Dirty Wars is a 2013 documentary from Richard Rowley starring investigative journalist Jeremy Scahill. The two men have been friends for over a decade after meeting in Iraq whilst reporting on the Iraq war. ‘The Global War on Terror is the most important story of a generation,’ Rowley said at the Sheffield Documentary Festival, ‘…but it is unfolding in the shadows.’ To enlighten us they have made a film about covert US operations around the world and their country’s use of drones and kill lists. It is a chilling look at the unseen power that the US is wielding without any of the checks and balances that a democracy is supposed to have.
Way outside the safe green zone in Afghanistan Rowley and Scahill visited a house in Gardez knowing that the last Americans to visit had arrived in the middle of the night, kicked the door down and killed half the family inside. As military age Americans they were taking a risk, especially as one of the men they subsequently interviewed said that the experience had almost driven him to launch jihad against Americans. But the family wanted the world to hear their story and Scahill and Rowley believed their version of events. American soldiers had arrived in the middle of the night and killed, for reason or reasons unclear. ‘We call them American Taliban,’ said one man, describing their beards. The US denied involvement, even when the filmmakers found a photograph showing an American admiral present at what appeared to be a ceremony to apologise for the attack.

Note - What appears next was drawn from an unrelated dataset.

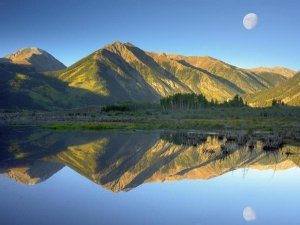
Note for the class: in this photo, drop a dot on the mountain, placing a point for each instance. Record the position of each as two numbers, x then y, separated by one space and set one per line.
122 72
281 71
288 92
39 59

This admiral was easily identified as he had made the basic error of sticking his name on his shirt front. With this information the filmmakers were able to dig into the files and discovered that he was the the head of JSOC, a secretive paramilitary organisation that reports directly to the President.
Eventually a mobile phone recording from the death scene at Gardez appeared, on which unseen US soldiers were heard speaking. They were looking over the dead bodies of the people they had killed and were inventing a story about what had happened. They claimed they had fought Taliban; in fact it was a family party. Pregnant women and children were killed, as was the local US-friendly police commander. This was a JSOC attack and the Americans had gone so far as to dig their bullets out of the victims with knives, in order to be able to deny that they had been involved.
The film has washed out colours, and uses a lot of close ups, particularly of Scahill, listening to and asking questions of people in countries from the USA to Yemen. When a film is covering such explosive territory, making such accusations against the US government then there is no need for more than telling the facts. The film does play out like gruesome fiction, and two screenwriters are mentioned in the credits. Rowley said that the screenwriters had been brought in to develop Jeremy’s character to better allow Western audiences to relate to him. At the beginning he was just to have been a ‘tour guide to this archipelago of violence,’ now he develops on an arc through the film. I don’t think this was necessary. The story is strong enough without any Hollywood tweaks.
Dirty Wars does an important job bringing attention to what are basically off-the-record wars that the US is running in countries around the world – including those where there is no declared war at all.
Dirty wars is highly recommended, but you’ll find it hard to watch a Hollywood war film for entertainment again. Maybe that’s a good thing.